What AIM can be especially good for is allowing the private punter access to early-stage companies that might otherwise be making money only for venture capitalists or business angels. In return for the higher risks, AIM shareholders get decent tax perks, but the key as ever is to diversify your risk. An investment in a venture capital trust, which can invest in AIM shares, is a way of spreading risk.

Geldof's Ten Alps looks near its peak

Ten Alps Communications is famously the television production company where Sir Bob Geldof is a director and 8 per cent shareholder. The company is making Geldof in Africa, Live Aid Day and Peaches USA, presented by Peaches Geldof, but is much more than Mr Geldof's personal vehicle.

The company delivered more than 50 factual TV programmes in the year to March, sending profits up fivefold to £628,000. While the company does have a long-term interest in Teachers' TV, a government-funded education channel, running till 2008, it was honest yesterday that it is difficult to see much further than six months out in terms of new commissions.
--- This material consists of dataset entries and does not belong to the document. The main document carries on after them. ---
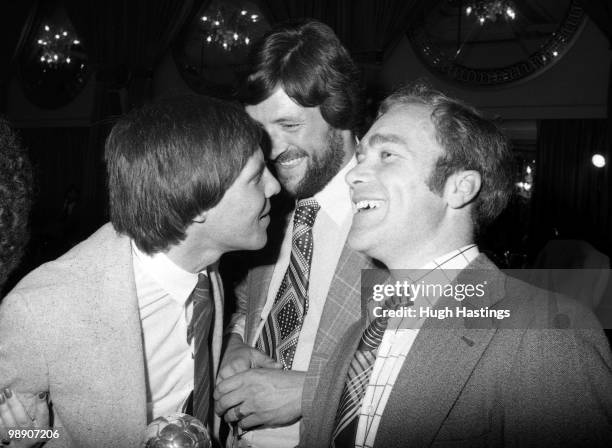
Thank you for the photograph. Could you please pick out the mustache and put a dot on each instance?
(289, 154)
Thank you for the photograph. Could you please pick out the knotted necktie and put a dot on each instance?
(358, 377)
(199, 330)
(280, 334)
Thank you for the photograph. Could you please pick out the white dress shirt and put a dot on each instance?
(329, 233)
(163, 288)
(395, 346)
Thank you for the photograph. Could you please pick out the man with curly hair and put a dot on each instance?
(15, 192)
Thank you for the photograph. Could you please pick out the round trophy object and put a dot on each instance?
(176, 431)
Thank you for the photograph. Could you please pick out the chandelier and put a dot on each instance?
(490, 10)
(228, 28)
(56, 46)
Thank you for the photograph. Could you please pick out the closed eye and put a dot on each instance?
(289, 126)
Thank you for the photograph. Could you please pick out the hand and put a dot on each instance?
(13, 415)
(240, 357)
(255, 397)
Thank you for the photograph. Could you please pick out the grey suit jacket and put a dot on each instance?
(341, 310)
(510, 386)
(72, 328)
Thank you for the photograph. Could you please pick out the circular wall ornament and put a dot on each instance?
(495, 42)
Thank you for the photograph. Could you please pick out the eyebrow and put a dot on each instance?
(379, 139)
(259, 171)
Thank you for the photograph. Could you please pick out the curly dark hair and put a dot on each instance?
(15, 199)
(309, 62)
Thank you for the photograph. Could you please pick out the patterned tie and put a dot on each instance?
(358, 377)
(281, 331)
(199, 330)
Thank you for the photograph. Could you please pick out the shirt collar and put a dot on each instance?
(335, 198)
(173, 279)
(451, 263)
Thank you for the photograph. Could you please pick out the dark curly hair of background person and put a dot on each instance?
(15, 199)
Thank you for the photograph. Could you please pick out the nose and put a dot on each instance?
(272, 186)
(276, 142)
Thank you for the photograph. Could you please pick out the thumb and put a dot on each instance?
(262, 360)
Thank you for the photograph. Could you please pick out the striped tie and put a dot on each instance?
(199, 329)
(281, 331)
(358, 377)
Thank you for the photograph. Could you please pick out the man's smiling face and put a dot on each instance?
(395, 210)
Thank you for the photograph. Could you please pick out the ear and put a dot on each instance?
(201, 218)
(462, 187)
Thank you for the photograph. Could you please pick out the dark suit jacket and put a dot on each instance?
(505, 385)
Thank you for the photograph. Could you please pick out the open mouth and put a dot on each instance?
(266, 212)
(366, 205)
(289, 159)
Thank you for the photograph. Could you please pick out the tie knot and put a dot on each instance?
(306, 212)
(202, 289)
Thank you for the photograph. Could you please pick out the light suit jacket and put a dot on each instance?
(505, 385)
(342, 307)
(72, 327)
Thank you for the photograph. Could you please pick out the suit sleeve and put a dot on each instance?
(23, 366)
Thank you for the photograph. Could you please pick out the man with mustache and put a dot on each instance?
(304, 90)
(431, 173)
(126, 325)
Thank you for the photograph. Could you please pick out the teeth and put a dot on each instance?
(366, 205)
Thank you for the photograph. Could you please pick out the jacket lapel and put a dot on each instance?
(259, 281)
(438, 365)
(342, 309)
(120, 350)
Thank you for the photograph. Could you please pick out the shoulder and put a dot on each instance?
(93, 260)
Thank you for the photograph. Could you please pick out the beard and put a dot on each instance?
(321, 169)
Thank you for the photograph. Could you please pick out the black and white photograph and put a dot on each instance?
(305, 223)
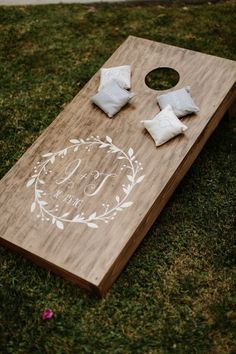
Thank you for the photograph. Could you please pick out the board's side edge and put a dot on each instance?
(82, 283)
(166, 194)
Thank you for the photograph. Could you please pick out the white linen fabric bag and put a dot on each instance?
(164, 126)
(112, 98)
(121, 74)
(180, 101)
TV production is a sexy area at the moment, with the more populist programme makers Shed Productions and RDF Media having done well since their AIM floats this year. Independent producers have strengthened their hand in negotiations with the broadcasters and ought to be able to wring cash out of their back catalogues as the number of digital channels grows.
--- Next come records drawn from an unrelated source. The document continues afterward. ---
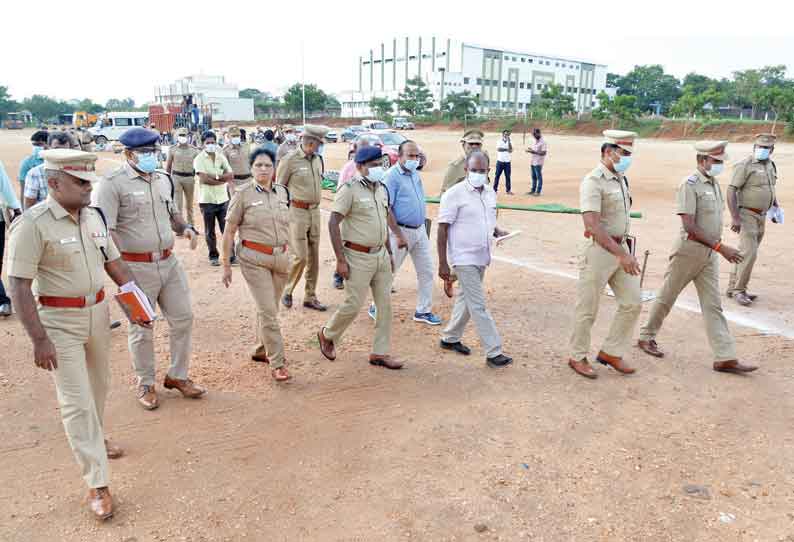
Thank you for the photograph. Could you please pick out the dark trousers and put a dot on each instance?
(502, 167)
(537, 179)
(213, 212)
(3, 297)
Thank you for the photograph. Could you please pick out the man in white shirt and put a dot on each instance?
(504, 152)
(466, 228)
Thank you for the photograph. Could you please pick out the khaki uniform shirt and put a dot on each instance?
(607, 193)
(183, 156)
(64, 256)
(755, 183)
(138, 211)
(261, 215)
(364, 206)
(302, 175)
(238, 158)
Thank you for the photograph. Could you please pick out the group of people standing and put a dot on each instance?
(267, 206)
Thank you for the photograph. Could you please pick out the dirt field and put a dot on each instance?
(446, 449)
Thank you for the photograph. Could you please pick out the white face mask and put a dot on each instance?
(477, 180)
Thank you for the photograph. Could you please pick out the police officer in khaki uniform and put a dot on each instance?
(363, 256)
(259, 212)
(301, 171)
(58, 250)
(695, 259)
(237, 151)
(606, 258)
(456, 170)
(750, 195)
(180, 167)
(137, 201)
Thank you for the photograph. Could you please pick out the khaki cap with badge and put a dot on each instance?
(714, 149)
(621, 138)
(76, 163)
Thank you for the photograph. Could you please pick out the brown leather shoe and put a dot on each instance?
(315, 305)
(187, 387)
(614, 362)
(385, 361)
(147, 397)
(582, 367)
(281, 374)
(326, 346)
(733, 366)
(114, 452)
(101, 503)
(650, 347)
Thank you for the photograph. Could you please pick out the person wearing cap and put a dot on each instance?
(302, 172)
(605, 257)
(215, 175)
(63, 245)
(359, 231)
(236, 152)
(290, 142)
(259, 212)
(180, 166)
(456, 170)
(695, 258)
(751, 194)
(138, 203)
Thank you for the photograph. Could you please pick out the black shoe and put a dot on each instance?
(458, 347)
(498, 361)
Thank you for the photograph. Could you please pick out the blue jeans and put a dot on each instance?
(537, 179)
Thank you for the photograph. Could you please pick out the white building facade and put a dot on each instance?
(501, 79)
(208, 90)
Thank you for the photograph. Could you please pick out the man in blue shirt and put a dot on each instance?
(39, 141)
(9, 201)
(407, 202)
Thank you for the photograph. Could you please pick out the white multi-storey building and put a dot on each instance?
(501, 79)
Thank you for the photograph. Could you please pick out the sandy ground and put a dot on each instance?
(446, 449)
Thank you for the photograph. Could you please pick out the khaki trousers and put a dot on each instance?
(371, 271)
(753, 227)
(184, 187)
(597, 268)
(266, 276)
(304, 240)
(165, 284)
(693, 262)
(82, 379)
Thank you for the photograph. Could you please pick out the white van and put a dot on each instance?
(110, 126)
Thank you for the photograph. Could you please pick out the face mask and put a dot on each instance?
(623, 164)
(761, 153)
(715, 169)
(411, 165)
(477, 179)
(147, 161)
(376, 173)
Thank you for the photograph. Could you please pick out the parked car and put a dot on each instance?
(401, 123)
(351, 132)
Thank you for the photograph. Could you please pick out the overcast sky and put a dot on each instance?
(105, 49)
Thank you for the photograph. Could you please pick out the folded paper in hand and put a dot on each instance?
(775, 214)
(135, 304)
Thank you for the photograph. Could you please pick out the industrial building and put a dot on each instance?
(502, 79)
(207, 91)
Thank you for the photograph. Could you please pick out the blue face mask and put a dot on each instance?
(623, 164)
(411, 165)
(147, 162)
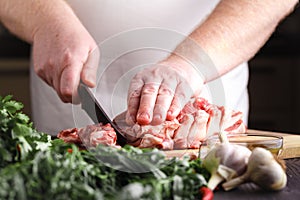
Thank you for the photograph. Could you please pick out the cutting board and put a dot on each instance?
(290, 149)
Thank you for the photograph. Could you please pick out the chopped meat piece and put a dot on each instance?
(196, 121)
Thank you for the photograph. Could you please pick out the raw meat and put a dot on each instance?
(196, 121)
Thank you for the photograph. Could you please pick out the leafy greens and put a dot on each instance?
(34, 166)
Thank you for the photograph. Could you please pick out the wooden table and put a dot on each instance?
(252, 192)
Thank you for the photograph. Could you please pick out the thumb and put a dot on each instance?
(89, 70)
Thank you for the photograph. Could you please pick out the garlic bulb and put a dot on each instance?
(225, 161)
(263, 170)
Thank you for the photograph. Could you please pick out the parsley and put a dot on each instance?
(34, 166)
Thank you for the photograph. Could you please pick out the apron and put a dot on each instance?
(133, 34)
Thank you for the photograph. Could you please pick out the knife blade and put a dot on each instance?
(92, 107)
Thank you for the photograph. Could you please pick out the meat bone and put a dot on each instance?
(92, 107)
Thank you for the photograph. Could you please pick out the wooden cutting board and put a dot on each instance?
(290, 149)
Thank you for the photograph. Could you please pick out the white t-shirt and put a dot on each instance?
(133, 34)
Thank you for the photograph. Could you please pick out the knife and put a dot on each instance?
(92, 107)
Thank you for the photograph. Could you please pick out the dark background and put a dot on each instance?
(274, 85)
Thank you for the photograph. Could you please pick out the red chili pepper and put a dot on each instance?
(70, 150)
(207, 194)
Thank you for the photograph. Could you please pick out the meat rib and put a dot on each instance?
(195, 122)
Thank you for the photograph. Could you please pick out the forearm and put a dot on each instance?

But Ten Alps has less exciting advertising and events management arms and its shares, at a record 57p, look toppy. Avoid.

Majestic Wine's worthy of attracting more support

All you patient Majestic Wine investors out there must be thinking now, surely, is the time to indulge. All those shares you laid down as long ago as 2001, when this column started tipping the stock, must be reaching maturity, mustn't they? They have almost quadrupled in value since then.
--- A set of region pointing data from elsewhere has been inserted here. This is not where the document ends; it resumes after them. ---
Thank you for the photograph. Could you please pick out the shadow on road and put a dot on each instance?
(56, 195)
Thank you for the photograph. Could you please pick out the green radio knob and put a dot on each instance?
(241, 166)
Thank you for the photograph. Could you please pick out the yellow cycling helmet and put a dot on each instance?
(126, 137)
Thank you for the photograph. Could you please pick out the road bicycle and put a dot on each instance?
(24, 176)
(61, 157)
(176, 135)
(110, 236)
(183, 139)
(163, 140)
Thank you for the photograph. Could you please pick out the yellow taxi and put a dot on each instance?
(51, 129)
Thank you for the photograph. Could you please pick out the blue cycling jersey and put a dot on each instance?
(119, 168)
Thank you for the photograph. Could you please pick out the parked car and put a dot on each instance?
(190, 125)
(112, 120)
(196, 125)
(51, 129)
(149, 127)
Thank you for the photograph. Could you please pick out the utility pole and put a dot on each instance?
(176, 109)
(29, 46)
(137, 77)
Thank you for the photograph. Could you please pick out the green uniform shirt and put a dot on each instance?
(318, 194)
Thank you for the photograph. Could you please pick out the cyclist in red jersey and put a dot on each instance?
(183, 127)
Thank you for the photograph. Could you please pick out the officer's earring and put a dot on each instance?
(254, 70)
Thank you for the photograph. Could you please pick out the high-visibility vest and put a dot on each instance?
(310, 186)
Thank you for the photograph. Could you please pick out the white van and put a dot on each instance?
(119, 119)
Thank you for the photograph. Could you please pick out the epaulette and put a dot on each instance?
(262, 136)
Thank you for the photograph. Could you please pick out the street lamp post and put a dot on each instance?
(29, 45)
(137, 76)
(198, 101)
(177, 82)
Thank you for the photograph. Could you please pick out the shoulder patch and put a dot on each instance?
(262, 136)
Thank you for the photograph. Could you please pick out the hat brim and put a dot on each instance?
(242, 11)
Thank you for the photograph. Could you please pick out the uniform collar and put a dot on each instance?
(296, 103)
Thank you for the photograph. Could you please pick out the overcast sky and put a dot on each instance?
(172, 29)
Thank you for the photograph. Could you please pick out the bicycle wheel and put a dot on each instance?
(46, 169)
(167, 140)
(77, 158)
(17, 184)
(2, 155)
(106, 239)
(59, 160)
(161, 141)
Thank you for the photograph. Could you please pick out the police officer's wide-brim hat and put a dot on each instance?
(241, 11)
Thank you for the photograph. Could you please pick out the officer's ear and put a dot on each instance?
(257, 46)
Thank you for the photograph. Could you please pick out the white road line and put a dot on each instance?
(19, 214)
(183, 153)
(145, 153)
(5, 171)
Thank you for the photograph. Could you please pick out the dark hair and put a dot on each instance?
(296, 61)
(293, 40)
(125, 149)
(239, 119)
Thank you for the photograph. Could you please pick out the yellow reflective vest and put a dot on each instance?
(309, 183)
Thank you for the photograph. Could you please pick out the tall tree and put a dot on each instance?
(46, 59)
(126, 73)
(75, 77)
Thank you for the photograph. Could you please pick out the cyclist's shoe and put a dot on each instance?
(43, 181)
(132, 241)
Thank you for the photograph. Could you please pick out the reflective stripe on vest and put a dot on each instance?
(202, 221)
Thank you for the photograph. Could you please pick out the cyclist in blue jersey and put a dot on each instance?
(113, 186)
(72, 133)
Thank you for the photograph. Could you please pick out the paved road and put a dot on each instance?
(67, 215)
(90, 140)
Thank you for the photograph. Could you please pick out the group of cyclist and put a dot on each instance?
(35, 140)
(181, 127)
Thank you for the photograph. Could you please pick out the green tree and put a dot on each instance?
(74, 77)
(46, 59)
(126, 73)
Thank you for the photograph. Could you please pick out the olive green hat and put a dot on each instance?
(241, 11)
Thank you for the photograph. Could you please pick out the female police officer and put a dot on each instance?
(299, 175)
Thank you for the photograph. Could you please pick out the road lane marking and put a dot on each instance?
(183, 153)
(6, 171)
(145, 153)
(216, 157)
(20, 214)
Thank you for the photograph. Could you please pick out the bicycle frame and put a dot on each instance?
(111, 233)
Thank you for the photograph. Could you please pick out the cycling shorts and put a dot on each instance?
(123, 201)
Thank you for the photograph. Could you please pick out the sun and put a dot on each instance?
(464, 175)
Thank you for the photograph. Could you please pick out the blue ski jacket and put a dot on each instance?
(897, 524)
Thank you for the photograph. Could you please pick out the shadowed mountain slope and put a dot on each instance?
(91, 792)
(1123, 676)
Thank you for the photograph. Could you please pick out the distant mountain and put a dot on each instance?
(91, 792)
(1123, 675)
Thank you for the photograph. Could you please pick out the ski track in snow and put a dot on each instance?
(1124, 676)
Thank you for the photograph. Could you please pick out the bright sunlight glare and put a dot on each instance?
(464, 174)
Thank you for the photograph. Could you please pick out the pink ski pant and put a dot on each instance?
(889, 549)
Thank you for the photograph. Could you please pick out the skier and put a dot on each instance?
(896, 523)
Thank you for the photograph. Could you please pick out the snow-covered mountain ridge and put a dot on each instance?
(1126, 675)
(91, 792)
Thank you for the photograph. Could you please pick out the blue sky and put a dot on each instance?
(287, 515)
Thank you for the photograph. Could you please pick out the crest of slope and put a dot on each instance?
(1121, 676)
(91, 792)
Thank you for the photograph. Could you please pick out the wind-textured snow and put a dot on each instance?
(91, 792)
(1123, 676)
While other retailers flounder like a man blind drunk, the wine warehouse group yesterday revealed that annual profits had fizzed higher for the 12th consecutive year. Underlying UK sales during the past 10 weeks have bubbled up 7 per cent, which although a slight slowdown from last year's 8.3 per cent growth is still ahead of the market.

Majestic's customer numbers were up, the amount they spent per visit was up and so was the average price of a bottle of wine. Its operating margin rose 80 basis points to 7.8 per cent, helping pre-tax profits before an exceptional property gain and goodwill amortisation, to jump 24 per cent to £13.2m.

Out of that little haul, it isn't too surprising that someone slipped in the odd bottle of dodgy Piat d'Or. Namely, its three French outlets, located in the channel ports, which have suffered from the drop in passengers using the ferries.

More pertinently, in the UK there is still plenty of scope for Majestic to grow its 122-strong estate. It likes to open about seven sites a year, which means it will not hit its target of 200 stores for some time.

Like all good wine investments, there is a risk that Majestic will pass its peak. But with so much scope for expansion on the cards, there is no need to raid the cellar yet. Indeed, keep stocking up.